The earliest inhabitants of Cameroon were probably the Baka (Pygmies).
Current scholarly understanding places the ancestral proto-Bantu homeland near the southwestern modern boundary of Nigeria and Cameroon ca. 4,000 years ago (2000 B.C.),

Based on wide comparisons including non-Bantu languages, Greenberg argued that Proto-Bantu, the hypothetical ancestor of the Bantu languages, had strong ancestral affinities with a group of languages spoken in Southeastern Nigeria. He proposed that Bantu languages had spread east and south from there, to secondary centers of further dispersion, over hundreds of years.

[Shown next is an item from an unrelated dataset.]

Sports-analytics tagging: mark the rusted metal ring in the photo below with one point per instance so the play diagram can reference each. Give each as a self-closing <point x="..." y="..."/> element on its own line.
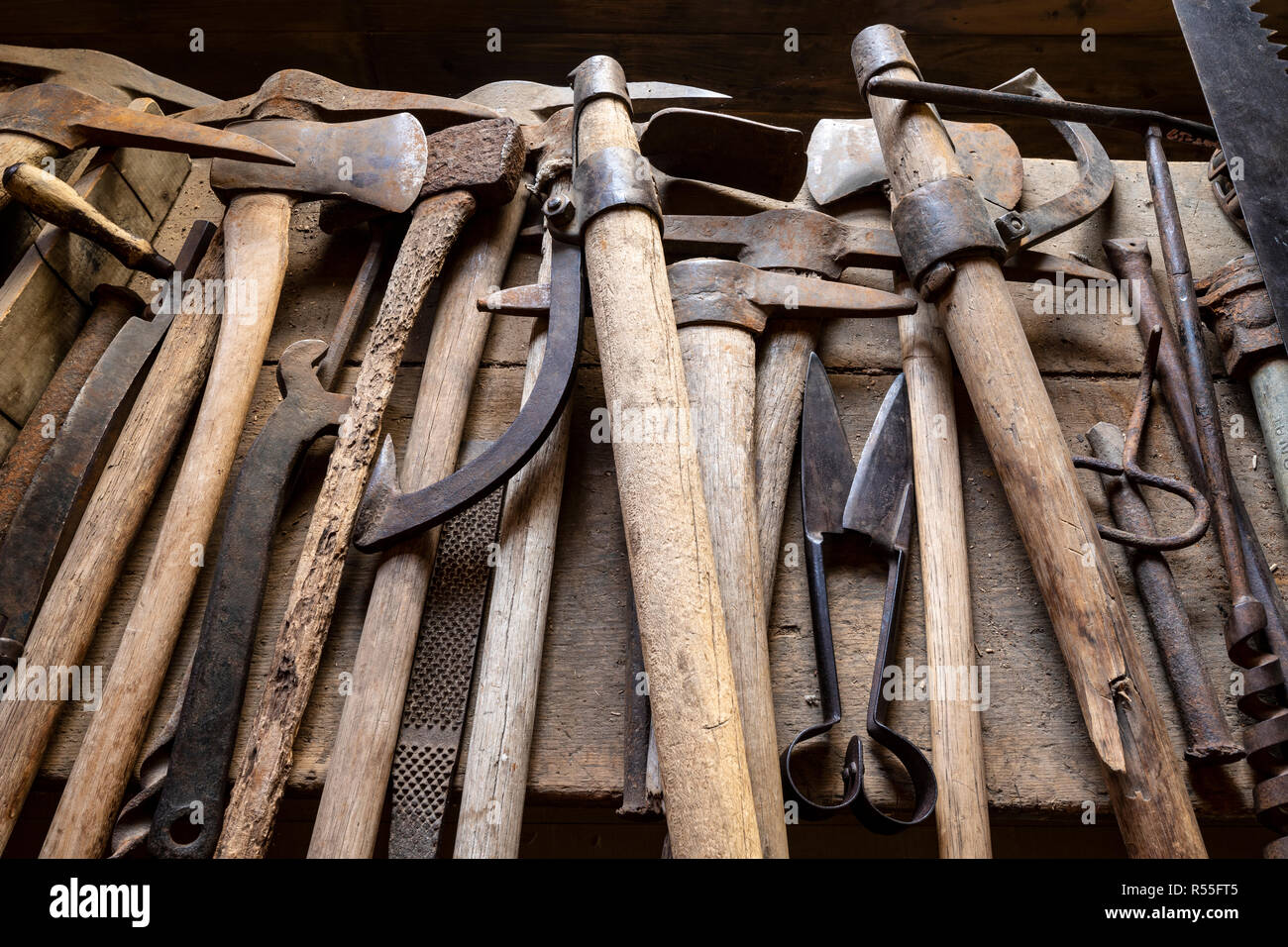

It is unclear exactly when the spread of Bantu-speakers began from their core area as hypothesized ca. 5,000 years ago. By 3,500 years ago (1500 B.C.) in the west, Bantu-speaking communities had reached the great Central African rain forest, and by 2,500 years ago (500 B.C.) pioneering groups had emerged into the savannahs to the south, in what are now the Democratic Republic of Congo, Angolaand Zambia. Another stream of migration, moving east, by 3,000 years ago (1000 B.C.) was creating a major new population center near the Great Lakes of East Africa, where a rich environment supported a dense population. Movements by small groups to the southeast from the Great Lakes region were more rapid, with initial settlements widely dispersed near the coast and near rivers, due to comparatively harsh farming conditions in areas farther from water. Pioneering groups had reached modern KwaZulu-Natal in South Africa by A.D. 300 along the coast, and the modern Northern Province (encompassed within the former province of the Transvaal) by A.D. 500.[15]